I0000 00:00:0000000000.000000     905 auto_mixed_precision.cc:2335] Running auto_mixed_precision_onednn_bfloat16 graph optimizer
I0000 00:00:0000000000.000000     905 auto_mixed_precision.cc:2263] Converted N/M nodes to bfloat16 precision using K cast(s) to bfloat16 (excluding Const and Variable casts)

Troubleshooting 403:

Client Inference (REST)

Install:

pip install requests==2.33.1 numpy==2.4.4

Create infer_resnet50.py:

import requests, json, numpy as np

# Create a dummy input image (224x224x3, batch of 1)
# In production, load a real image and convert to list.
dummy_image = np.random.rand(1, 224, 224, 3).astype(np.float32)

payload = {
  "instances": dummy_image.tolist()
}

resp = requests.post(
  "http://127.0.0.1:8501/v1/models/resnet50:predict",
  data=json.dumps(payload),
  headers={"content-type": "application/json"},
  proxies={"http": None, "https": None}
)

if resp.status_code == 200:
  preds = np.array(resp.json()["predictions"])
  top5_indices = np.argsort(preds[0])[-5:][::-1]
  top5_logits = preds[0][top5_indices]
  print("Inference successful!")
  print("Top-5 class indices:", top5_indices)
  print("Top-5 logits:", top5_logits)
else:
  print("Error:", resp.status_code, resp.text)

Run:

python infer_resnet50.py

Expected Logs on the Server

I0000 00:00:0000000000.000000    3797 auto_mixed_precision.cc:2335] Running auto_mixed_precision_onednn_bfloat16 graph optimizer
I0000 00:00:0000000000.000000    3797 auto_mixed_precision.cc:2263] Converted N/M nodes to bfloat16 precision using K cast(s) to bfloat16 (excluding Const and Variable casts)

Expected Logs on the Client

Top-5 class indices and logits for ImageNet classification (random input will give arbitrary results).

Inference successful!
Top-5 class indices: [916 530 851 644 664]
Top-5 logits: [0.05151367 0.046875   0.04541016 0.04272461 0.03881836]

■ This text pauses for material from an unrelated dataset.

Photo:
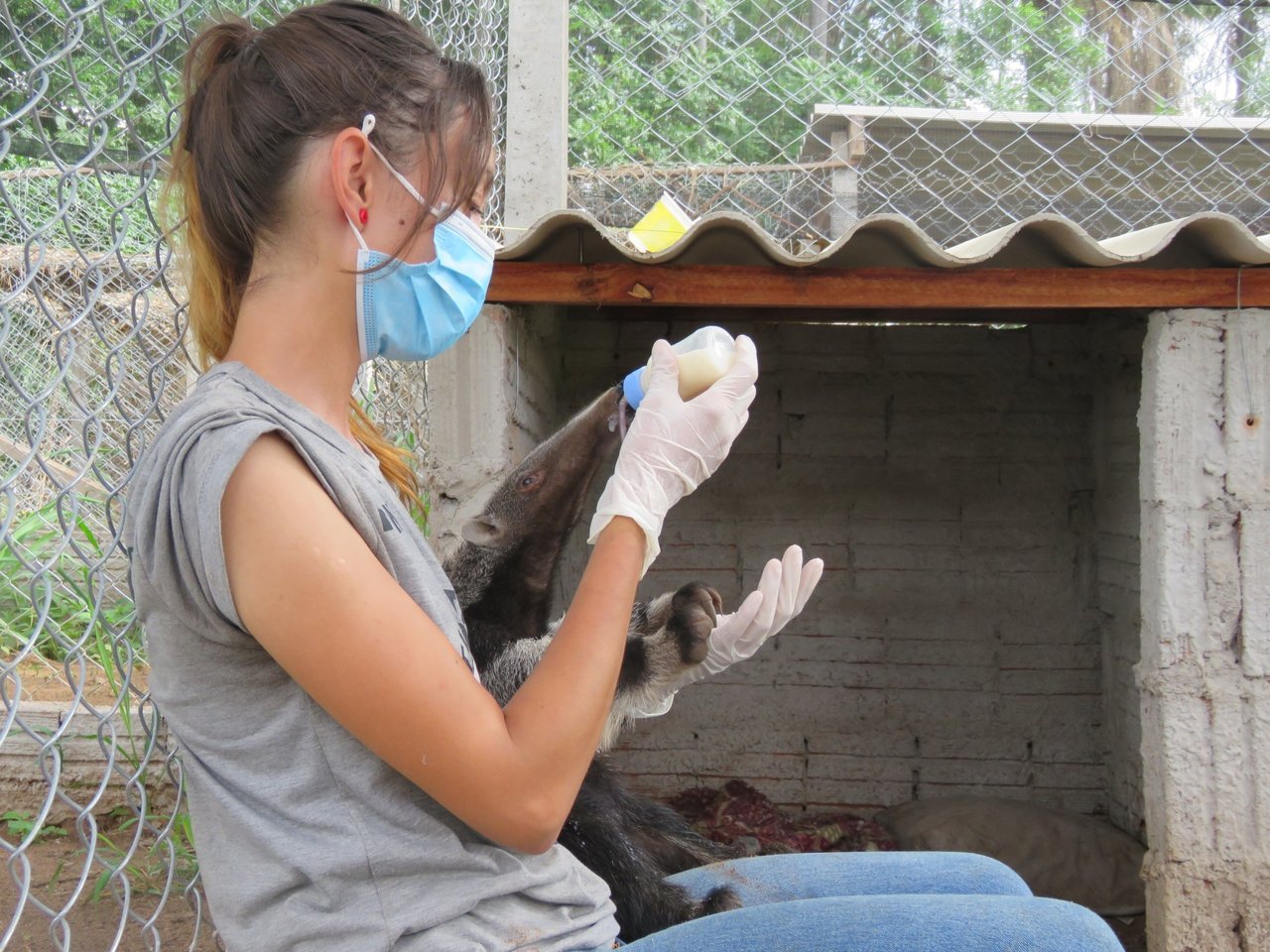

Optional: Graph Freezing for Additional Performance

Freeze variables to constants for a lean inference graph (removes variable-loading overhead).

Script (public reference): https://raw.githubusercontent.com/oneapi-src/oneAPI-samples/master/AI-and-Analytics/Features-and-Functionality/IntelTensorFlow_InferenceOptimization/scripts/freeze_optimize_v2.py

Example:

python freeze_optimize_v2.py \
  --input_saved_model_dir=/tmp/resnet50/1 \
  --output_saved_model_dir=/tmp/resnet50_frozen/1

Run this after exporting the SavedModel (server side).

Key Validation Steps

Summary:

Enabled bfloat16 mixed precision for ResNet50 on Xeon with minimal code change, deployed via TensorFlow Serving, verified AMX acceleration, and optionally optimized the model by freezing the graph.